'É traumático conduzir morte do seu ente querido e fiz isso com minha mãe'
Quando a jornalista Joana Negri, 42, descobriu que a mãe, Thereza Marques Paranhos, estava com câncer, a doença já tinha se espalhado. O tratamento seguiu por cerca de um ano, até causar mais risco do que benefício. Em fase terminal, ela ficou sob cuidados paliativos. Joana então se tornou cuidadora da mãe, que morreu aos 77 anos em 2019. Uma experiência "surrealista" que ela compartilhou com VivaBem.
'Fiquei desnorteada'
"Minha mãe foi diagnosticada com câncer de intestino em maio de 2018, mas só fiquei sabendo em julho porque ela escondeu de mim. Primeiro, para me poupar, porque estava defendendo meu doutorado; segundo, porque meu pai tinha morrido do mesmo câncer em 2009.

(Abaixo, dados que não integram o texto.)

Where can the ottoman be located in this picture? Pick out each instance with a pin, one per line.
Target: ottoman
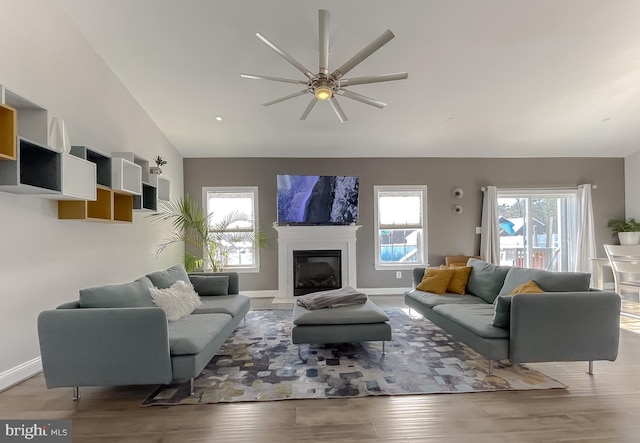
(346, 324)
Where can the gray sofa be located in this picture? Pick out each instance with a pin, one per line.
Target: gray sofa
(568, 322)
(115, 335)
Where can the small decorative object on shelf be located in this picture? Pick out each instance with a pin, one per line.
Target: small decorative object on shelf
(159, 161)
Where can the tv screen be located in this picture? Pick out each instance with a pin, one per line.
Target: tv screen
(317, 199)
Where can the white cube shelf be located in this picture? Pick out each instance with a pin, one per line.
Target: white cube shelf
(126, 176)
(78, 178)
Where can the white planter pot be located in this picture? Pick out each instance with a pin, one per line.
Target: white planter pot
(629, 238)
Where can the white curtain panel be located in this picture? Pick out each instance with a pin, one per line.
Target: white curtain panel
(586, 240)
(490, 237)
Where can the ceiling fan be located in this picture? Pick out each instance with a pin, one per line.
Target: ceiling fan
(324, 85)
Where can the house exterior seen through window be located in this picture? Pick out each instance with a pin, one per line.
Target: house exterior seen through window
(400, 220)
(233, 214)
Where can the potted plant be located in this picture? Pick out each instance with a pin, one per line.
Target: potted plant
(627, 230)
(210, 242)
(159, 161)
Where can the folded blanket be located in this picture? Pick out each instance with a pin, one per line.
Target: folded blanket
(334, 298)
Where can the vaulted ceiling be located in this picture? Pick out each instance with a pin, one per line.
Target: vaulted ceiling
(487, 78)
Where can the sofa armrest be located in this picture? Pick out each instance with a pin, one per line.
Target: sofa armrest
(564, 326)
(104, 347)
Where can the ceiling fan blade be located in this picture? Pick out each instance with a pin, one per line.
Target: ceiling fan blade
(308, 109)
(323, 36)
(286, 97)
(338, 110)
(374, 79)
(361, 98)
(275, 79)
(286, 56)
(365, 52)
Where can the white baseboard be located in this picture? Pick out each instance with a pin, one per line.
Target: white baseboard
(21, 372)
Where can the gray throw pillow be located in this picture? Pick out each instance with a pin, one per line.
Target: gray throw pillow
(485, 279)
(548, 281)
(206, 285)
(165, 279)
(128, 295)
(502, 312)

Estava indo trabalhar quando a moça que trabalhava conosco me ligou para contar que minha mãe tinha descoberto um nódulo no intestino. Entrei em pânico, fiquei desnorteada, porque já conhecia aquela história. Quando meu pai ficou doente, li tudo sobre a doença.
Naquele dia, pedi licença do trabalho e, em casa, li o laudo dela.

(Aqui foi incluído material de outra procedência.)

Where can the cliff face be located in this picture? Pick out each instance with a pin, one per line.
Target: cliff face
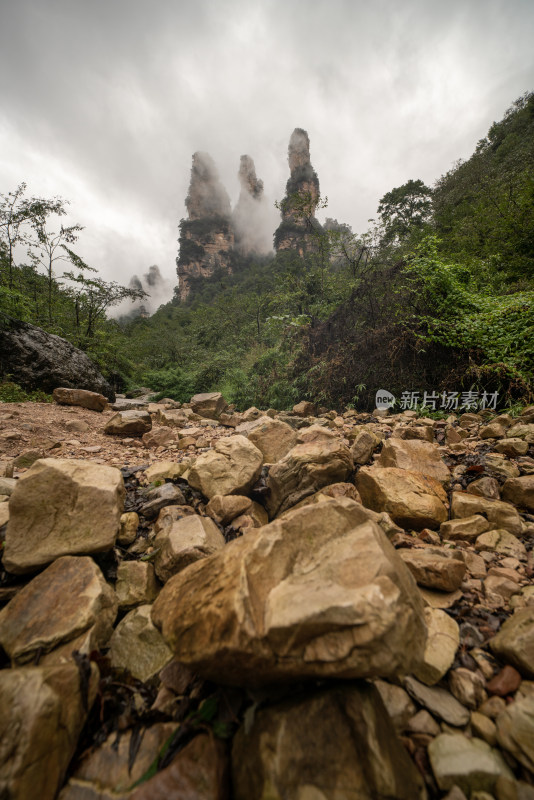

Como é ruim saber das coisas. O que achei que fosse o início de um câncer já era metástase no pulmão, fígado e coluna. Entrei em desespero, fiquei completamente angustiada.
Tratamento 'penoso'
Decidi que tentaria fazer meu melhor por ela. Minha mãe estava sem plano de saúde e na fila do SUS para começar o tratamento.
Fez radioterapia para diminuir o tumor primário e, depois de dez sessões, começaram as quimioterapias.
É muito penoso: a gente acordava 5h30 para enfrentar a fila, chegava ao hospital às 7h e saía às 15h. Me doía ver o cansaço físico dela.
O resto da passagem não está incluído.